— Вы и сами знаете, — бурчит Томас. — Сажа. Сажа убийц. Того же вида, что сажа, которую твоя мать собирала под виселицей, там, где я впервые увидел ее. В ее лаборатории полно такого.
Он наклоняется к чашке, явно не желая прикасаться к содержимому, окунает мизинец, вынимает его и подносит к лампе. Все трое вглядываются в черноту, касаясь головами. Как и днем ранее, Ливия достает из кармана сигарету, разворачивает обертку и разглядывает табачную смесь. Это все равно что сравнивать дорожную грязь с чистейшим дегтем.
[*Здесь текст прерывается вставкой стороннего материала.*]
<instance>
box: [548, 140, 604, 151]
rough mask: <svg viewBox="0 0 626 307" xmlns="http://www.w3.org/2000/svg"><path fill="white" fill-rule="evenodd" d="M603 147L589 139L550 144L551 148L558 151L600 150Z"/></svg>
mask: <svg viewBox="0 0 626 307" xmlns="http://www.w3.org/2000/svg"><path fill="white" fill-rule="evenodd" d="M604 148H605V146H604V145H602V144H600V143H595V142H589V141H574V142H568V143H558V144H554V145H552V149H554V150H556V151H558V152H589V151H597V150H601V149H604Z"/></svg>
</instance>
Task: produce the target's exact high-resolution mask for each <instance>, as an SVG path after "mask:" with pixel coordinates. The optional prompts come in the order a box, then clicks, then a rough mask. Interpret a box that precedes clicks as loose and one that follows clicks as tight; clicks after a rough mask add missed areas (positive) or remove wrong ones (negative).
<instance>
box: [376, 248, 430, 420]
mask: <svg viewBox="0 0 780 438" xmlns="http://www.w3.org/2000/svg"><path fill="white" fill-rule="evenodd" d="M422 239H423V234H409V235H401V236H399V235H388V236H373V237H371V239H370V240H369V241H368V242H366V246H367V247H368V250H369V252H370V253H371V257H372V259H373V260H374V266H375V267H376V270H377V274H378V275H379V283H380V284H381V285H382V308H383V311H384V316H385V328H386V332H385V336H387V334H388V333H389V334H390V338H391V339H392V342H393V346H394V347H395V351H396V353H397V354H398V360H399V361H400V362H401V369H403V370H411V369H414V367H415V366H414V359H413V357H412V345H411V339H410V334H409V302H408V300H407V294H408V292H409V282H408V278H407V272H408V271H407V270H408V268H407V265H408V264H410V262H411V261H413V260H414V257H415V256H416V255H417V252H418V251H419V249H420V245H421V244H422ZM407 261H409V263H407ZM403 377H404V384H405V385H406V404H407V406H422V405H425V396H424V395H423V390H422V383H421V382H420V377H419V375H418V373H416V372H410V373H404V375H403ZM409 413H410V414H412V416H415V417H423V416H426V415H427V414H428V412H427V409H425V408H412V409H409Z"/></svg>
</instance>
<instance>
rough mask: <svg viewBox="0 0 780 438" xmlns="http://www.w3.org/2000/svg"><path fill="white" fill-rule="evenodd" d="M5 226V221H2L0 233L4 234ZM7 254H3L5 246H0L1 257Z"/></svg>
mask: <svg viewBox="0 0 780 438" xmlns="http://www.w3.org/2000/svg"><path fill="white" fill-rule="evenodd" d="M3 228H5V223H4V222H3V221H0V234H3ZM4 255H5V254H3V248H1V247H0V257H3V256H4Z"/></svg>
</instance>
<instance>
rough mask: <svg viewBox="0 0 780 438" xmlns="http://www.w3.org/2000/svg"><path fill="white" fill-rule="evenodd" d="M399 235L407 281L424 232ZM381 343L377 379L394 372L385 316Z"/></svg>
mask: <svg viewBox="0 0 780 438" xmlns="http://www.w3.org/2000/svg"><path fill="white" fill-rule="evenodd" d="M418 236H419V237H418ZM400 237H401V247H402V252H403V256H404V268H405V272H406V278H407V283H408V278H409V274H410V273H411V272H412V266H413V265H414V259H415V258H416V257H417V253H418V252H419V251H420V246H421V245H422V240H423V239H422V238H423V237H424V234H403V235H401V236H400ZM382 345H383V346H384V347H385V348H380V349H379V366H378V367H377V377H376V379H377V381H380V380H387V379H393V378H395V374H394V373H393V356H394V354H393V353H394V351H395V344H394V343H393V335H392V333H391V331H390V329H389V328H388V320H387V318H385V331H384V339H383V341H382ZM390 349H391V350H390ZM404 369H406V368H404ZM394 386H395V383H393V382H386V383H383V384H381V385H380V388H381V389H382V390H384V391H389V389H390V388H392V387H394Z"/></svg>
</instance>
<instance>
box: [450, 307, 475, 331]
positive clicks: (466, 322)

Но нелегко понять, оживлена эта сажа или по-прежнему остается инертной.
— И с помощью этого твоя мать собирается спасать мир?
Томас вытирает палец об пол, а потом пытается стереть подошвой ботинка пятно на полу, но ничего не выходит.
— Можно спросить у нее.
— Нет, Чарли. Больше никаких вопросов, никакой лжи, никаких клятв «жизнью мужа». Единственное стоящее знание — то, которое мы получаем самостоятельно.
Ни Чарли, ни Ливия не возражают. Ливия спрашивает Томаса о другом:
— Мы сохраним это у себя?
— Займись этим. Я уже не могу смотреть на эту сажу.
— Тогда нам нужна банка с крышкой. Попрошу у Гренделя.
— Он сейчас с твоей матерью. Я только что видел их вдвоем, они разговаривали. То есть говорит она, а он слушает.
Чарли сообщает об этом ровным тоном, без намеков, но Ливия моментально раздражается:
— Он помогает Маугли!
И собирается что-то добавить, но вместо этого подскакивает на ноги и топает прочь, сунув руки в карманы штанов. Словно мальчишка-беспризорник, что вполне соответствует ее наряду.
Они остаются вдвоем в тишине, Томас и Чарли. Ноги широко раскинуты на полу. Так же они сидели и в школе, только за спиной сейчас сырая стена, а не прохладный кафель умывальни. До чего же хорошо, думает Чарли, чувствовать плечом плечо друга. Они как родные. Чарли сидит со стороны целого уха Томаса. Наверное, шептать в обрубок было бы не так просто.
— Я тут размышлял, — говорит Чарли, — о том, что сказала леди Нэйлор. Получается, у нее самой есть связи с сигаретной фабрикой. Иначе откуда ей знать, что лечебницы для душевнобольных продают фабрике сажу пациентов.
— Думаешь, она владеет фабрикой?
— Нет. Тогда ей не пришлось бы брать деньги в долг.
— Значит, владельцы — Спенсеры.
— Да, они и еще несколько семейств. Сигареты и леденцы. Опора Империи. — Чарли сплевывает, чувствуя, что его дыхание темнеет. — Забавная это штука, жадность, — продолжает он. — Она не вызывает дыма. Представляю, как бьются над этим вопросом наши теологи.
Томас разворачивается к нему лицом, кладет руку Чарли на плечо.
— Не становись озлобленным, Чарли. Тебе это не идет.
Чарли старается. Это трудно, как он понимает чуть позже. Раньше ему никогда не приходилось стыдиться того, что он Купер.
Когда они ложатся на тюфяки, Томас задает еще один вопрос. Задает мягко, бережно опуская слова в двухфутовое пространство, разделяющее их:
— Ты говорил с Ливией?
— Еще нет.
— Поговори. — И дальше: — Ей тебя не хватает.
— Не надо, Томас. Я благодарен тебе, но не надо.
В ответном восклицании Томаса — искреннее недоумение:
— Господи, Чарли, разве ты не видишь, какой у нее дым? Не понимаешь по запаху, что? она чувствует?
На следующее утро Себастьян является еще до рассвета. Он очень спешит — стоит на пороге и отказывается снять пальто. Все, что ему надо, это поговорить. Когда заспанный Чарли, которого разбудил настойчивый шепот, выходит в прихожую, то видит Гренделя и ничуть не удивляется, что тот участвует в совещании. Разумеется, Грендель ничего не говорит, только слушает Себастьяна, держащего его за руки. Судя по интонации, Гренделю дают инструкции, но слов не разобрать. Леди Нэйлор тоже там — держит докторский саквояж Себастьяна, довольно тяжелый, так что высокая женщина согнулась под его весом. Из кухни на них смотрит миссис Грендель. Как и Чарли, она стоит слишком далеко и не может слышать, о чем идет речь. Взгляды миссис Грендель и Чарли встречаются, и она манит его на кухню.